The Aspen Institute has trained hundreds of the world’s business and political leaders. Linda Kinstler asks whether debating Plato over gourmet dinners can provide an antidote to populism
Economist
For 355 days of the year the sprawling Bauhaus campus of the Aspen Institute in Aspen, Colorado, is rigorously maintained in a state of minimalist serenity. Its undemonstrative grey exteriors, concrete floors and flat roofs form what its custodians refer to as a “total work of art” of over 2,000 square metres (22,000 square feet). The campus was constructed in the 1950s along the Bauhaus principles that form should follow function and that design can elevate the soul to transform the world. But for ten days every June, when the Aspen Ideas Festival is in full swing, a technicolour fever dream descends and the campus becomes a corporate never-never land.
This year Southern Company, an energy conglomerate, erected a plastic suburban smart-home in front of the institute’s marble garden of austere standing stones, decked out with a picket fence, lawn furniture and a charging station. Allstate, an insurance company, showed up with a juice kiosk, where smiling staff handed out freshly pressed concoctions of ginger, carrot and kale from the windows of a bright blue bus.

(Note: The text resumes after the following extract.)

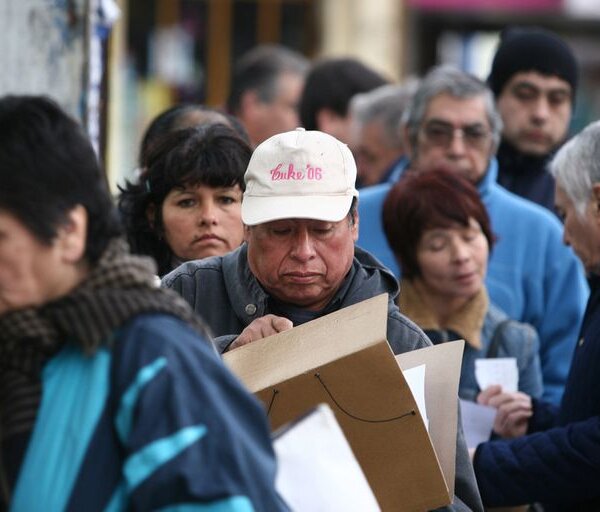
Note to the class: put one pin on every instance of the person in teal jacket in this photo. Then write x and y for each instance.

Anderson Park, a lightly landscaped meadow with magnificent views of snow-capped mountains, was occupied by plexiglass neon trees and brightly coloured human-sized plastic balls. “This looks like where the Teletubbies was filmed!” one attendee exclaimed. The pièce de résistance was a large sculpture that spelt out “IDEAS” in Instagrammable rainbow hues. For it was ideas that were on offer, and ideas were what everyone said they had come to hear.
“These balls are kind of cool,” remarked Dan Porterfield, who runs the Aspen Institute, as we strolled down the park’s manicured path, a space designed to enhance intellectual and spiritual meditation. As we walked we kept stopping to say hello to Aspen supporters, devotees and collaborators whom we met along the way. There was Kyle Korver, a basketball player; Don Gips, former American ambassador to South Africa and Barack Obama’s director of personnel; Gary Lauder, grandson of Estée. Elsewhere around campus I spotted Karl Rove, George W. Bush’s senior adviser, chatting with former Tennessee senator, Bob Corker. Bill Browder, a financier and nemesis of the Kremlin, checked out the lunch offering in blue jeans and a baseball cap. Jackie Bezos, mother to Jeff, stood in line for the buffet. It felt like being trapped on the front page of The New York Times. (Zanny Minton Beddoes, editor of The Economist, also attended the festival and spoke on a number of panels.)